10 Mistakes That Will Send You to the Spam Folder

Email Marketing Spam

No! Not the spam folder! Unfortunately, even legitimate emailers like you can find yourself facing a sudden drop in opens that means your messages have been detoured.

Watch out for these 10 mistakes that can derail even your finest mailings:

  1. Spammy subject lines

Spammy language is particularly risky in subject lines. Avoid these:

  • All caps
  • Too much punctuation!!
  • Adding a phony Fw: or Re:
  • Deceptive content (potentially illegal as well)
  1. Faulty permission

If you didn’t get compliant permission or didn’t get permission to send what you are sending, you’re in trouble.

  • Purchased list
  • Email append
  • High complaint rates
  • Sending irrelevant content
  1. Obscure From field

If your From field says noreply@… or 4396@… you might be a spammer. Frequent changes to your From address are also a red flag.

TIP: Asking new subscribers to add you to their address book goes a long way, too. (And it’s easy to do.)

  1. Mail too often/not enough

Low engagement is an indicator of unwanted mail. Sending to a long-inactive list could get you flagged. Interestingly, people can lose interest if you message them too frequently OR not enough.

TIP: Ask your subscribers for their frequency preferences.  

  1. Didn’t test

A no-brainer. If you don’t have an email service provider who tests your messages against spam filters, you will need to do this yourself using an online tool.

  1. Bad links

Presumably you don’t want to send your readers links that don’t work or links to questionable sites. Test them.
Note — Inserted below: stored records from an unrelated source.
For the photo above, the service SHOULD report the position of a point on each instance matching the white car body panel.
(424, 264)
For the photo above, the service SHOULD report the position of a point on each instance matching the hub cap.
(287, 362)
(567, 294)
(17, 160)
Also, if you include an affiliate link to a blacklisted URL, you will be blocked.

  1. Spammy text

Of course subject lines aren’t the only text you have to watch. In the body of your message, avoid a lot of all-caps words, bright red or green fonts, and large fonts.

You are also spam-folder-bound if you talk a lot about money, mortgages, buy now, or a money-back guarantee. (And other things I don’t want to talk about.)

TIP: You can find out if it is your content that triggered the spam filters by testing a text-only version.

  1. Missing one of these:
  • Unsubscribe link
  • Mailing address
  • Plain text option
  1. Large file size

Filters will snag messages over 100 KB. (Huge files are a pain for your mobile readers anyway.)

TIP: Images can hide spammy text, so an all-image message won’t make it. Be sure you have at least 500 characters of text(that’s not much) and use alt tags.

  1. Sloppy code

The cleaner the code the better. Streamline and simplify your code, and properly close all tags/tables. Spam triggers include:

  • Using Microsoft Word to design in html
  • Using bit.ly, goo.gl, t.com, hrefshare.com or other public URL shorteners in email
  • Using a URL in the HTML readable text that does not match the URL in the HTML code itself
  • Leaving comments in code. Spam filters can view comments as adding more text to fool Bayesian filtering.

Finally, don’t use a sketchy email service provider. ESPs that accept non-permission-based clients will eventually get all their senders blocked. Remember, if you are reported, your domain name and company name are on the list.

Fear not: If you have proper permission, clean code, and are sending relevant content, you’re well on your way to steering clear of the dreaded spam folder.